La Matrix de contenidos que dominan cuenta que el mundo es un lugar civilizado donde impera la ley, pero si desconectásemos esa Matrix veríamos el mundo tal cual es: un planeta donde minorías que disponen de fortunas que no podrían gastar en cien vidas viven aisladas del populacho, protegidas por altas murallas vigiladas por ejércitos privados. En general las altas murallas son virtuales, también: lo que los protege es el sistema legal, los jueces que compran como caramelos. (En los últimos tiempos tuve la oportunidad de ver de cerca a ciertos altos funcionarios judiciales, y percibí cuán frágil es la fachada de dignidad que presentan al mundo. En el fondo algunos intuyen que no son Bobby Axelrod sino apenas sus empleados glorificados, aquellos a los que se les paga una fortuna para que protejan a los Axelrod de verdad — pretorianos legales y gracias, a los que usan y tiran a piacere.)
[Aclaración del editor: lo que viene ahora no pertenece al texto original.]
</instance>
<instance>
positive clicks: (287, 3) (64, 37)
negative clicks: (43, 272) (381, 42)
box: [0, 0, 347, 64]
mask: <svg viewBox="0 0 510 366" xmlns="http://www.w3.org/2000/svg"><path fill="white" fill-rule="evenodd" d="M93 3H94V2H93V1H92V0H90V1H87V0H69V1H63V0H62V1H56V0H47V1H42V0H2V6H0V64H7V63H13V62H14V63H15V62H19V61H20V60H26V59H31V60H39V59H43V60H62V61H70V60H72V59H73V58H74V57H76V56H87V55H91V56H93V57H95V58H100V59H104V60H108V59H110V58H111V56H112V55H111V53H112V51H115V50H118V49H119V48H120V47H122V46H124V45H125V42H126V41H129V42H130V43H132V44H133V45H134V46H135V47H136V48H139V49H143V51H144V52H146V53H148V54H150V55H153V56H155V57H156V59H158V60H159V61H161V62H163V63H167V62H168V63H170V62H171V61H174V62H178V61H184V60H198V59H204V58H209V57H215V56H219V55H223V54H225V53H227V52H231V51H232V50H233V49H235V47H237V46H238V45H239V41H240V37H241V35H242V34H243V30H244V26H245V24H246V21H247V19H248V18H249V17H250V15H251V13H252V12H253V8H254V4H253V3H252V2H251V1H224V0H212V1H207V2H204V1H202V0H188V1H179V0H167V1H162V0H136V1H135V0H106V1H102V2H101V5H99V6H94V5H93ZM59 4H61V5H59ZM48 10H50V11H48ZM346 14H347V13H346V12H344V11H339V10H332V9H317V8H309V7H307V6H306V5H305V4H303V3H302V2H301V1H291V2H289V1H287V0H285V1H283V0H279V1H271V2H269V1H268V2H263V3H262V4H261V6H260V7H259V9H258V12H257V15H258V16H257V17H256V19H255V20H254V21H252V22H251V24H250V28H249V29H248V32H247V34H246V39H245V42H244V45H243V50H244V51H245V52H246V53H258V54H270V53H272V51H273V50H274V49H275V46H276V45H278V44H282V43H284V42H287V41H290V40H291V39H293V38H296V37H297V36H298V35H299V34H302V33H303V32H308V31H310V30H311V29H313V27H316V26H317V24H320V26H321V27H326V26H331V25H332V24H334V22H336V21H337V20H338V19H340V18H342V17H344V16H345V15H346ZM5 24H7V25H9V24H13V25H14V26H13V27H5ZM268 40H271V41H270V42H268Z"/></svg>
Hoy la función de lxs narradorxs y lxs comunicadores es, o debería ser, ayudar a que las mayorías entiendan que el mundo está manejado por una aristocracia que no está sujeta a las mismas reglas que nosotros. Tenemos que trazar la línea de puntos que conecta los hechos que ellos producen con las consecuencias que su ejército de expertos en comunicación oculta. La tecnología moderna —cuyo desarrollo subvencionan interesadamente, por supuesto— es un espejo de la estructura de poder que favorecen, armada para aislar las decisiones de sus efectos inevitables. Así como un técnico puede mentirse que está jugando a un videogame y ganando puntos, cuando en realidad bombardea por control remoto una población civil, los Patrick Bateman de hoy juegan su juego sin ver nunca lo que producen sus movidas. Mandan un mensaje de WhatsApp y producen hechos que, en su acotado universo, se reflejan en los portales económicos del mundo y en las tapas de Forbes o el Financial Times. Lo que nunca llegan a ver, ni mucho menos nos dejan ver, son las secuelas de esas decisiones olímpicas: fábricas que cierran, ríos que se contaminan, gobiernos que caen, medios masivos que mienten u ocultan, jueces que cajonean causas o encarcelan a acusados cagándose en la ley, pueblos fumigados donde impera el cáncer, regiones donde impera el apartheid, formas renovadas de la esclavitud, hambre en zonas que son vergeles, abusos de género amparados por el poder, apropiación privada de recursos naturales públicos y un interminable etcétera.
Necesitamos que cunda una consciencia sobre el estado de las cosas que hoy no es moneda corriente entre la gente. Ese es nuestro gran desafío: trabajar para que el mundo entero entienda, volviendo a Wilde, que buena parte de los megamillonarios de hoy funcionan como modelos, sí, pero de todo lo que no habría que hacer.